Another extreme case, and my own record, is obtaining a Finnish patent in 10 months. The invention was a memo board developed by a printing house for which no novelty bars were found. The patent office approved the patent in its first official action.
There is something worth protecting in almost every company. If your company strives for growth and wants to increase its value, you cannot disregard protection. Innovative technical solutions, unique designs and distinctive trade names are today the most valuable property of a company. Protecting and holding the reins on these are strategic questions for even a small company.
Unless the products are protected, the business will lose its foundation, especially in the international markets. Financiers also require IP protection. Protection should be viewed as an investment in the future. Relying solely on good luck is a big risk for a business.
Even if you knowingly do not protect the exclusivity of your special know-how, it is, however, important that you ensure your freedom to operate and that you do not, at least unknowingly, infringe upon others’ patents or other registered rights. An expert can also inform you in time if any of your competitors has a registered right that jeopardises your business.
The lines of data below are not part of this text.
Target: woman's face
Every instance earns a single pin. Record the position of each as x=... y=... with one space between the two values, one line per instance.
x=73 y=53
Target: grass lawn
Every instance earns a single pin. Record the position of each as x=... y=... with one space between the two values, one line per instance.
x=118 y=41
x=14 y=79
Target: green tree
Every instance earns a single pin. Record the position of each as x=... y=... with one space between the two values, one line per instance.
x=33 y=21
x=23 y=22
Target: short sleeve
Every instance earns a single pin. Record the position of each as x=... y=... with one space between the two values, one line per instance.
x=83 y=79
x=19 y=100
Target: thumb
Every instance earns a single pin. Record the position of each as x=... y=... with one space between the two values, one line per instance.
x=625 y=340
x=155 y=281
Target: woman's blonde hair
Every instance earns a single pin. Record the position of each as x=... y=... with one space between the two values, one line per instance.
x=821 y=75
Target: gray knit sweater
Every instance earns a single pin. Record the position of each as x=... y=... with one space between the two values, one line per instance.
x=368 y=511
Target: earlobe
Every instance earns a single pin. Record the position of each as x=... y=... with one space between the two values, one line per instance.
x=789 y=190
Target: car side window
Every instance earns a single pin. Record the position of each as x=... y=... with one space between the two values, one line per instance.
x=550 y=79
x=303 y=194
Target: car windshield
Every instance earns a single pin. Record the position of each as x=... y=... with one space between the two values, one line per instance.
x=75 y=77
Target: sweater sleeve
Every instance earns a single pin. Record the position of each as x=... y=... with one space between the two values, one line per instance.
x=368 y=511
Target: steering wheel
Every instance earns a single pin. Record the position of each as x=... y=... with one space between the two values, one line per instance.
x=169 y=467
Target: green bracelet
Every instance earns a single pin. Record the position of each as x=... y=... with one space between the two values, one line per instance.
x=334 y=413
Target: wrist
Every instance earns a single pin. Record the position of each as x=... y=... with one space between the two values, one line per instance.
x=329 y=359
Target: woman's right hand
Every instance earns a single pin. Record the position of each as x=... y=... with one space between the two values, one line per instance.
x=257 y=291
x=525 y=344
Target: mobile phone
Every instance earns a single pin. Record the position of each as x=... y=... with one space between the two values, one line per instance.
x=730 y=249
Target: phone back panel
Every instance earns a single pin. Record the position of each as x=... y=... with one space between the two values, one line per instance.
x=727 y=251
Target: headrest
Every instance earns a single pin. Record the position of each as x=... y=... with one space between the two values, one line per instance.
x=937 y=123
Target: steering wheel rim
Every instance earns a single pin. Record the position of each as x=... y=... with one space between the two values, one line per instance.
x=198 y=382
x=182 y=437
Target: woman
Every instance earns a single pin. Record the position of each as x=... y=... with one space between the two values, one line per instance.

Today, there is also public funding available for helping with the initial costs of protection. For example, the EUR 5,000 innovation voucher for SMEs provided by Business Finland offers an excellent start for protection. We are glad to help you with the application.
A protection strategy for the international market, acquiring intellectual property rights, novelty searches, patentability searches or ensuring one’s freedom to operate in a new market or business area are examples of measures that Kolster clients have applied and received funding for. The most important prerequisite for receiving funding is that the project relates to new business that has international growth potential.